Who wants to help me troubleshoot a slow network connection?

[Solved! See the update at the bottom of the post.]

Over the years, I’ve spent more hours than I care to think about delving into the innards of network connections. Sometimes, the solution to slow network throughput is as simple as swapping a cable or updating a driver. But sometimes the problem is more baffling.

It’s so baffling, in fact, that I’m posting this here in hopes that a networking expert (maybe even someone from HP, Intel, or Microsoft) will be able to explain exactly what’s happening.

Over the weekend, I picked up a new HP Pavilion Elite m9600t with a core i7-920 processor. I wiped away the messy Windows Vista installation and replaced it with a clean copy of Windows 7 Ultimate. After a few updates everything appeared to be working fine, until I tried to download a few large files from a server on my local network and discovered that the onboard Intel 82567V-2 Gigabit Ethernet adapter was delivering truly abysmal speeds.

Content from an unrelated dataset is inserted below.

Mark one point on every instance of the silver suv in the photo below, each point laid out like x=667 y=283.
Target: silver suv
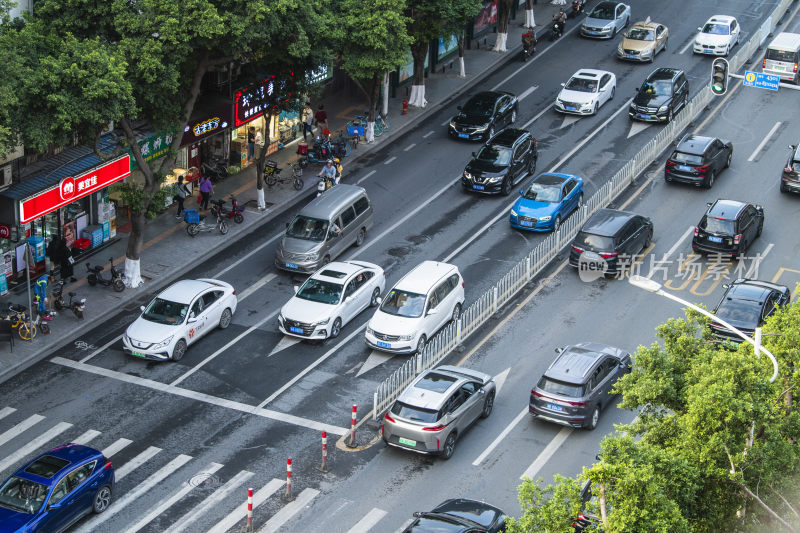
x=437 y=407
x=578 y=384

Copying files from the new PC to any other network location were impressively fast. Here’s what the file transfer dialog box looked like for a file copy to the Public folder on that Windows Home Server box:

fast_throughput

That’s truly impressive throughput, with that 4.36GB file (a recorded TV program) copying in under 80 seconds.

But when I reversed the operation and tried to copy that same file to the local PC, the throughput dropped by more than 97%, to roughly 2 MB/sec. I tried different files and folders on different PCs, with similarly depressing results. In some cases transfer speeds were slower than I get on an Internet connection. Yikes!

slow_throughput

This gave me an opportunity to try most of the obvious (and some not-so-obvious) troubleshooting solutions. I’ll write about the details of that process later, but suffice it to say that upgrading to the most recent drivers, forcing the link speed into Full Duplex Gigabit mode, tweaking Windows TCP auto-tuning settings, enabling jumbo frames, and removing or disabling various Windows networking services did no good whatsoever.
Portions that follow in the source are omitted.